Tensors: The Building Blocks of Deep Learning
Lesson, slides, and applied problem sets.
View SlidesLesson
Tensors: The Building Blocks of Deep Learning
Why this module exists
Deep learning frameworks like PyTorch and TensorFlow are built on tensors—multi-dimensional arrays with superpowers. Understanding tensors is essential for moving from ML fundamentals to neural networks.
1) What is a tensor?
A tensor is a generalization of vectors and matrices:
- 0D tensor (scalar): A single number →
5 - 1D tensor (vector): A list of numbers →
[1, 2, 3] - 2D tensor (matrix): A table →
[[1,2], [3,4]] - 3D tensor: A "cube" of numbers
- nD tensor: Higher-dimensional arrays
In practice, tensors are NumPy arrays or framework-specific arrays (torch.Tensor, tf.Tensor).
2) Tensor shapes
Shape describes the size along each dimension:
scalar = 5 # shape: ()
vector = [1, 2, 3] # shape: (3,)
matrix = [[1,2], [3,4]] # shape: (2, 2)
tensor3d = [[[1,2], [3,4]],
[[5,6], [7,8]]] # shape: (2, 2, 2)
Always know your shapes! Shape errors are the most common bugs.
3) Common tensor shapes in ML
Batch of samples: (batch_size, n_features)

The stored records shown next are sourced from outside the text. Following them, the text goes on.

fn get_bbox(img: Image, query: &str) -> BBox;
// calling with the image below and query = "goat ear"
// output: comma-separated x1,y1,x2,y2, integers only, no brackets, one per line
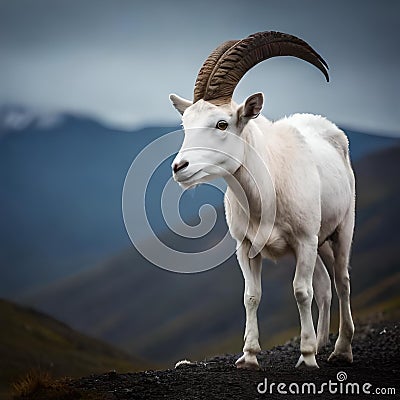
169,94,193,115
240,93,264,119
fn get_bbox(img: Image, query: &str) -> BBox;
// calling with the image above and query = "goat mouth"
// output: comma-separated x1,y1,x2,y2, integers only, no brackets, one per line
174,169,209,188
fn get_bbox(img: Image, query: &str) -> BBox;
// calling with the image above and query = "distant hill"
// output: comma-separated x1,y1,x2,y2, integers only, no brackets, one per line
0,106,399,299
0,300,148,398
27,147,400,365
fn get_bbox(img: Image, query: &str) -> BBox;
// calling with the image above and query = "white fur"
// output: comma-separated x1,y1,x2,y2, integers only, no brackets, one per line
171,94,355,368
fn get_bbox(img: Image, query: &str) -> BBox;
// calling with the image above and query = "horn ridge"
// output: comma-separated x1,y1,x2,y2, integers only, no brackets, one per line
203,31,329,103
193,40,238,103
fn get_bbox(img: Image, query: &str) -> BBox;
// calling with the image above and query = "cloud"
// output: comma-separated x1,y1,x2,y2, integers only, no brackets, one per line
0,0,400,132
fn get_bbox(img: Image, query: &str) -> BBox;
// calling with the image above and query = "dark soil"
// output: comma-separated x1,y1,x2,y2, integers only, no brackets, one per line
14,321,400,400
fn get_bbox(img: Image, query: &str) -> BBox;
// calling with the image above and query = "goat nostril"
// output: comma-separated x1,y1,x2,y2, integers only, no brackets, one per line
173,161,189,174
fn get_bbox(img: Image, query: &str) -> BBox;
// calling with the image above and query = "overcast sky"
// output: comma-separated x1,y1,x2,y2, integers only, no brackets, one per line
0,0,400,134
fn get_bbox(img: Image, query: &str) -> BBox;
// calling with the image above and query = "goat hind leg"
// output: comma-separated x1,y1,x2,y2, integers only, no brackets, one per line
329,218,354,362
313,255,332,351
293,237,318,368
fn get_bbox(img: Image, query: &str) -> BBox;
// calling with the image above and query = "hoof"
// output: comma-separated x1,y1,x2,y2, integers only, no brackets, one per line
317,338,330,354
296,353,319,368
328,350,353,364
235,354,260,370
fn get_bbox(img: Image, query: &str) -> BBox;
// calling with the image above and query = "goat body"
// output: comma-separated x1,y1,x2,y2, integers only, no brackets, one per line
170,32,355,368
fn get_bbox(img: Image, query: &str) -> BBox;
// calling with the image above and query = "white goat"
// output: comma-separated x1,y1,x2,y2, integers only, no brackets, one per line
170,32,355,368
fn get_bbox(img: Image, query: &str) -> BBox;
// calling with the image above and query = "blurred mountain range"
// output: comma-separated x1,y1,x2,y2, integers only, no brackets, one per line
26,147,400,366
0,106,398,299
0,104,400,365
0,300,145,399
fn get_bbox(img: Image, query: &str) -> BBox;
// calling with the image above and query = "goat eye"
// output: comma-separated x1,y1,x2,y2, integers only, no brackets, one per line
216,119,228,131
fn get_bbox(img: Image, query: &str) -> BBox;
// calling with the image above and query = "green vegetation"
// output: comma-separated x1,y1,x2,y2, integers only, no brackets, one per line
0,300,142,398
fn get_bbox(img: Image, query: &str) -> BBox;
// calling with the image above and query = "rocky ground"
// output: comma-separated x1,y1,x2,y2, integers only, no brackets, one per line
15,321,400,400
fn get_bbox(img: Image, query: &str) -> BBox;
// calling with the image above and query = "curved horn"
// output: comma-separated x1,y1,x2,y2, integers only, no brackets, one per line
193,40,239,103
202,31,329,104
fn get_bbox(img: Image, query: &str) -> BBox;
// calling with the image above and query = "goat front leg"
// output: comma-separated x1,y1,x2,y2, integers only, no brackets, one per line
293,237,318,368
236,240,262,369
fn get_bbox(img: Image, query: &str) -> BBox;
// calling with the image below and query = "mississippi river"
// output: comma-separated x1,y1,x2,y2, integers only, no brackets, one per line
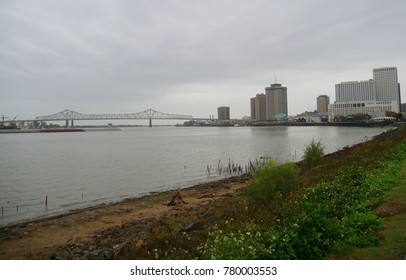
0,127,386,226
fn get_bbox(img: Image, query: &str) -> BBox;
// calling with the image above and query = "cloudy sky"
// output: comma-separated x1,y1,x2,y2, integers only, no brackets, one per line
0,0,406,119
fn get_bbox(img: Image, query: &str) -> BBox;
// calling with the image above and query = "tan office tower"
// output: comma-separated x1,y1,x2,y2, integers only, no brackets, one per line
373,67,400,113
217,106,230,121
265,84,288,120
317,95,330,113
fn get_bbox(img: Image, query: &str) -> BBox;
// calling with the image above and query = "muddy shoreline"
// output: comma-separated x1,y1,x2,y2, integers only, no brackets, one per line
0,174,251,260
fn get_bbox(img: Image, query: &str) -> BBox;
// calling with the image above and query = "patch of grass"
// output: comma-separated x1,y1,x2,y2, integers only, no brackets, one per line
302,139,324,168
344,156,406,260
242,160,300,209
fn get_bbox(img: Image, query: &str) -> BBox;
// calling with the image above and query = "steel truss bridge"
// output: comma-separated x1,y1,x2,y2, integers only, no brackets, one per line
35,109,198,127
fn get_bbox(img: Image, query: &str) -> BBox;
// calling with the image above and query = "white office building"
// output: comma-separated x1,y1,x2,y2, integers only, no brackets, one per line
373,67,400,113
336,80,375,102
329,67,400,121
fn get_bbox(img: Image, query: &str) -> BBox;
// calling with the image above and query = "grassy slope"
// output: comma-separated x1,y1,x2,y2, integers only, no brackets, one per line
346,160,406,260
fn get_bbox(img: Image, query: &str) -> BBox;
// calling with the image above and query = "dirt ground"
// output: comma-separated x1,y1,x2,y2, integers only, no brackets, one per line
0,175,251,260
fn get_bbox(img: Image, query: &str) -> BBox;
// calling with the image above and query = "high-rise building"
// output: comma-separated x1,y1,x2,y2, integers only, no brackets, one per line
373,67,400,112
329,67,401,120
336,80,375,102
250,97,256,121
255,93,266,121
317,95,330,113
217,106,230,121
265,84,288,120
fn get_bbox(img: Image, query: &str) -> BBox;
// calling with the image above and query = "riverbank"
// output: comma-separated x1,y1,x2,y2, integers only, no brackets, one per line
0,175,251,260
0,126,406,259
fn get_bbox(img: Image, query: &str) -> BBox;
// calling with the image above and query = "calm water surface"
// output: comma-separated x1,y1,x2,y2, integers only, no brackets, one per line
0,127,386,226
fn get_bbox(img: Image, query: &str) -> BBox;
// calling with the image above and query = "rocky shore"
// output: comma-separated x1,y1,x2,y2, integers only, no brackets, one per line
0,174,251,260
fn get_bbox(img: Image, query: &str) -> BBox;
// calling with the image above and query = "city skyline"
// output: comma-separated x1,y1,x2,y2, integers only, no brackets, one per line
0,0,406,119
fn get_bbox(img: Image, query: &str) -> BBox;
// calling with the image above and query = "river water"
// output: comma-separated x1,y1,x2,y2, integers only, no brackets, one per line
0,127,386,227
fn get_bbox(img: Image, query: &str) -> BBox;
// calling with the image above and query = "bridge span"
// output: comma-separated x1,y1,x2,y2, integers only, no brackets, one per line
35,109,206,127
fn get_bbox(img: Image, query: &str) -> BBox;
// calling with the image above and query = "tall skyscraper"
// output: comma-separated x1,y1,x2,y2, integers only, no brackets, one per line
336,79,375,102
317,95,330,113
373,67,400,111
265,84,288,120
250,97,256,121
255,93,266,121
329,67,401,119
217,106,230,121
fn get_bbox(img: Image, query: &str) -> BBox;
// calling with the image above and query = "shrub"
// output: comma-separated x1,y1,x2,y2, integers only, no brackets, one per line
302,139,324,168
243,160,299,208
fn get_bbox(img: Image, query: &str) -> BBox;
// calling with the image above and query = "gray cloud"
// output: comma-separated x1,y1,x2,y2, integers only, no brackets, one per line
0,0,406,118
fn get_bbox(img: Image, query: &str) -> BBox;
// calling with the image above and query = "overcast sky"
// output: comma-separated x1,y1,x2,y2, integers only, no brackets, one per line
0,0,406,119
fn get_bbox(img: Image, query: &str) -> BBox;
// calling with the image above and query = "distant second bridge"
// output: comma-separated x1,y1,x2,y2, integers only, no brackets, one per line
35,109,208,127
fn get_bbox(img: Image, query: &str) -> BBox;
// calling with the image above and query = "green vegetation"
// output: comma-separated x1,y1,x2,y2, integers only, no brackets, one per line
302,140,324,168
113,127,406,259
243,160,300,209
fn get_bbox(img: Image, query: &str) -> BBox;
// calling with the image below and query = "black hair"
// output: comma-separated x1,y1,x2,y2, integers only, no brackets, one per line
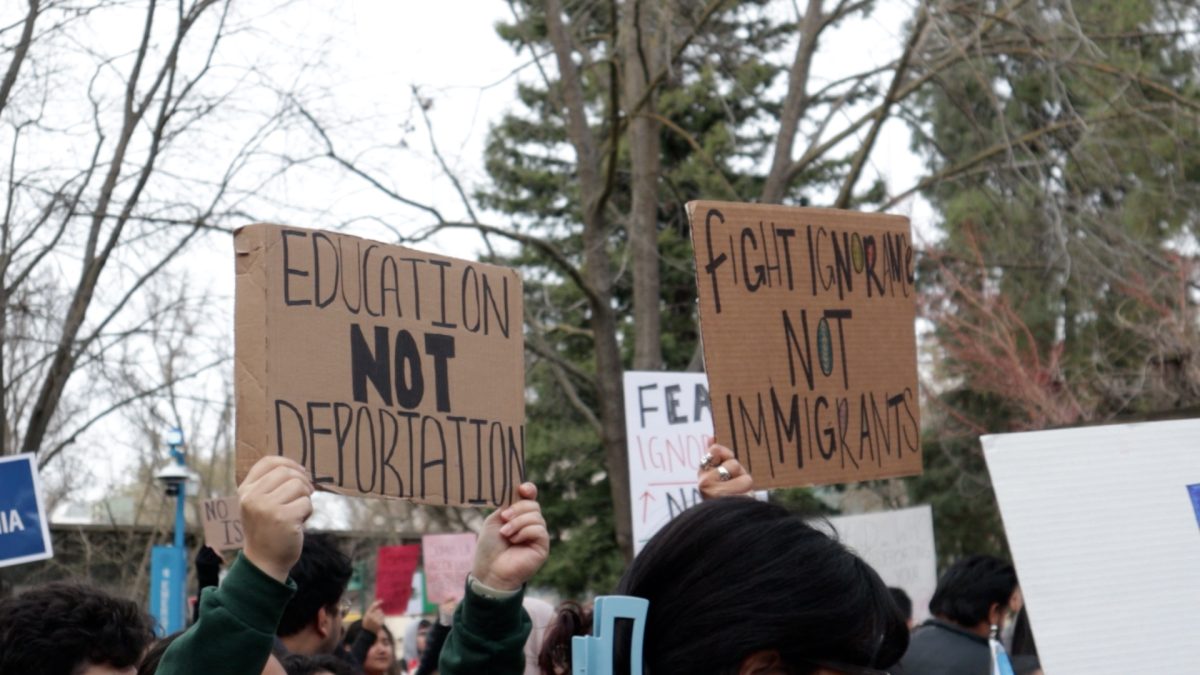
538,601,592,673
888,586,912,621
275,533,354,638
1009,607,1038,656
929,555,1016,628
617,497,908,675
280,653,359,675
0,581,154,673
342,619,396,647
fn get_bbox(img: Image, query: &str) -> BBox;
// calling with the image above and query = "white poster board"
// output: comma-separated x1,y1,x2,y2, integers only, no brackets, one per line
625,371,713,555
982,420,1200,675
814,506,937,623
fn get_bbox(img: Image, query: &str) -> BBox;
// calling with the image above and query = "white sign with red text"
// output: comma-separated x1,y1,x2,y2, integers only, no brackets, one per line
625,371,713,555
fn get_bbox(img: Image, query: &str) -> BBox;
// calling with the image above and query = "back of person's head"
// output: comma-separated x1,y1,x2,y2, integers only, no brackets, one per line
929,555,1016,628
617,497,908,675
276,533,354,638
888,586,912,621
282,653,358,675
538,601,592,675
0,583,154,674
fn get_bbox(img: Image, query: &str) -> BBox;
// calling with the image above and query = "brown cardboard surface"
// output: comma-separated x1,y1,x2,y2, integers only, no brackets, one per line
688,202,922,488
234,225,524,506
200,495,245,551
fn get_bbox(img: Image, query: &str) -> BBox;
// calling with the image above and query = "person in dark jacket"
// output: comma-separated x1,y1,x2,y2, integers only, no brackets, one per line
0,581,154,675
900,555,1016,675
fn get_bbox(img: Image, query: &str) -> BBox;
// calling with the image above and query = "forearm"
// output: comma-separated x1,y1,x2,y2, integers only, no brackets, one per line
157,557,295,675
438,584,533,675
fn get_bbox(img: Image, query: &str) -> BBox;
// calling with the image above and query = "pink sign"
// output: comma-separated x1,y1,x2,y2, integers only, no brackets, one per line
421,532,475,604
376,544,421,616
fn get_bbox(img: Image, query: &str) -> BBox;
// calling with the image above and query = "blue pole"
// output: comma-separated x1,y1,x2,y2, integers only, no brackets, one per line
175,461,187,549
170,430,187,629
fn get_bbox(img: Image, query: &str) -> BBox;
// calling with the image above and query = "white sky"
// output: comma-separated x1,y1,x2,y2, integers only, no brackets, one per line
54,0,932,521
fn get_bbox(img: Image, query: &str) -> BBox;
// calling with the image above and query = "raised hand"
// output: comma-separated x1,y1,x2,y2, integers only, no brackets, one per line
362,601,384,635
238,456,313,583
472,483,550,591
697,443,754,500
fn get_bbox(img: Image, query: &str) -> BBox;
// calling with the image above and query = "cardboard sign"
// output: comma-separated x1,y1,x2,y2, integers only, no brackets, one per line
625,371,713,555
234,225,526,506
200,495,246,551
688,202,920,488
814,506,937,623
0,454,54,567
376,544,421,616
982,419,1200,675
421,532,475,604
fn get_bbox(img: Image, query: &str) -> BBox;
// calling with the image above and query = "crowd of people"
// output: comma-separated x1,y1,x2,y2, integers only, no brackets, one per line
0,446,1039,675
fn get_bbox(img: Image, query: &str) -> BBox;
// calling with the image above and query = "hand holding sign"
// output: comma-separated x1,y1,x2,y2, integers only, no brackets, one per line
238,456,312,583
696,443,754,500
472,483,550,591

# 32 samples, each with 10 features
X = np.random.randn(32, 10) # shape: (32, 10)
Images: (batch, height, width, channels) or (batch, channels, height, width)
# 32 RGB images of 28×28 pixels (channels-last)
images = np.random.randn(32, 28, 28, 3) # shape: (32, 28, 28, 3)
Sequences: (batch, sequence_length, features)
# 32 sequences of length 100, each with 50 features
sequences = np.random.randn(32, 100, 50) # shape: (32, 100, 50)
4) Creating tensors
import numpy as np
# From lists
a = np.array([1, 2, 3])
# Zeros and ones
zeros = np.zeros((3, 4)) # 3×4 of zeros
ones = np.ones((2, 3)) # 2×3 of ones
# Random
uniform = np.random.rand(3, 4) # Uniform [0, 1)
normal = np.random.randn(3, 4) # Normal(0, 1)
# Range
sequence = np.arange(10) # [0, 1, 2, ..., 9]
linspace = np.linspace(0, 1, 5) # [0, 0.25, 0.5, 0.75, 1]
# Identity
identity = np.eye(3) # 3×3 identity matrix
5) Tensor indexing
a = np.array([[1, 2, 3],
[4, 5, 6]])
a[0] # First row: [1, 2, 3]
a[0, 1] # Element at row 0, col 1: 2
a[:, 0] # First column: [1, 4]
a[0:1, :] # First row as 2D: [[1, 2, 3]]
a[:, 1:] # All rows, columns 1 onward: [[2,3], [5,6]]
Slicing returns views, not copies (efficient but careful with modification).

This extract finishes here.